Weird arbitration logic
Hello,
I need to pass a structure with a pointer member to my kernel. Since this cannot be done straightforwardly I'm trying two different approaches: splitting the structure in no pointer members and the pointer and leveraging an auxiliary kernel that assembles the structure (non pointers and pointers are passed to this one) and loads it in global memory, so that the actual kernel can access the structure with a pointer to global memory. Both approaches work, however, the first one gives a much better performance than the second one (in fact, the second one leads to near 1% memory efficiency, according to the Dynamic Profiler). It seems the second approach generates a highly complex arbitration logic, which leads to high latency LSUs. I'd like to know if this can be bypassed in some way, since I prefer the second approach over the first. If not, an explanation that clarifies the behaviour of the compiler will also be welcome.

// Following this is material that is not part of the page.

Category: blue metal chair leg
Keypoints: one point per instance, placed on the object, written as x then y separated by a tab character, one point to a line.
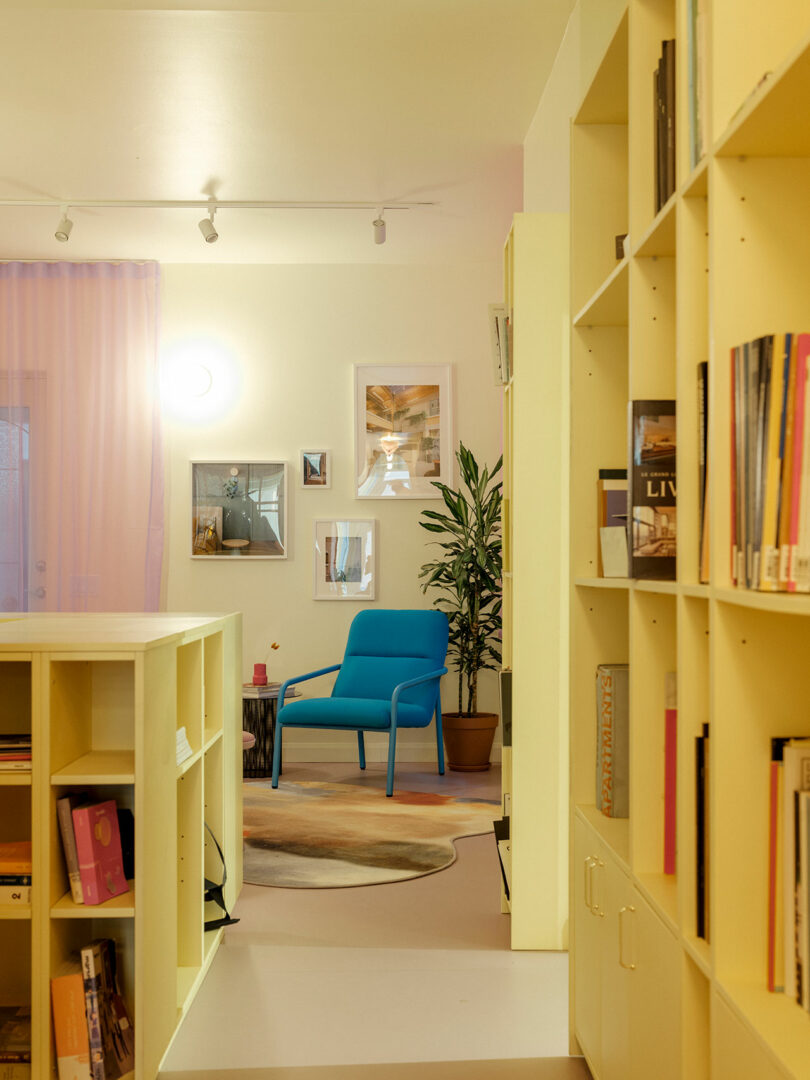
391	759
440	739
277	754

A minimal example of what I'm exposing (for the sake of simplicity I omitted the kernel that assembles the struct):
typedef struct {
int x;
int y;
__global int *restrict data;
} swp;
typedef struct {
int x;
int y;
} swop;
__kernel void struct_with_pointer(__global swp *restrict p_in, __global swp *restrict p_out) {
swp in = *p_in;
swp out = *p_out;
for(int i = 0; i < 10; i++)
out.data[i] = in.data[i] + 3;
}
__kernel void struct_without_pointer(swop in_coords, __global int *restrict data_in,
swop out_coords, __global int *restrict data_out) {
swp in = {
.x = in_coords.x,
.y = in_coords.y,
.data = data_in
};
swp out = {
.x = out_coords.x,
.y = out_coords.y,
.data = data_out
};
for(int i = 0; i < 10; i++)
out.data[i] = in.data[i] + 3;
}I'm also providing a report where you can check what I'm saying (you should compare struct_with_pointer.B2 and struct_without_pointer.B2 in the graph viewer to see the problem). I cannot give you any profiling data but what has already been stated due to timing constraints.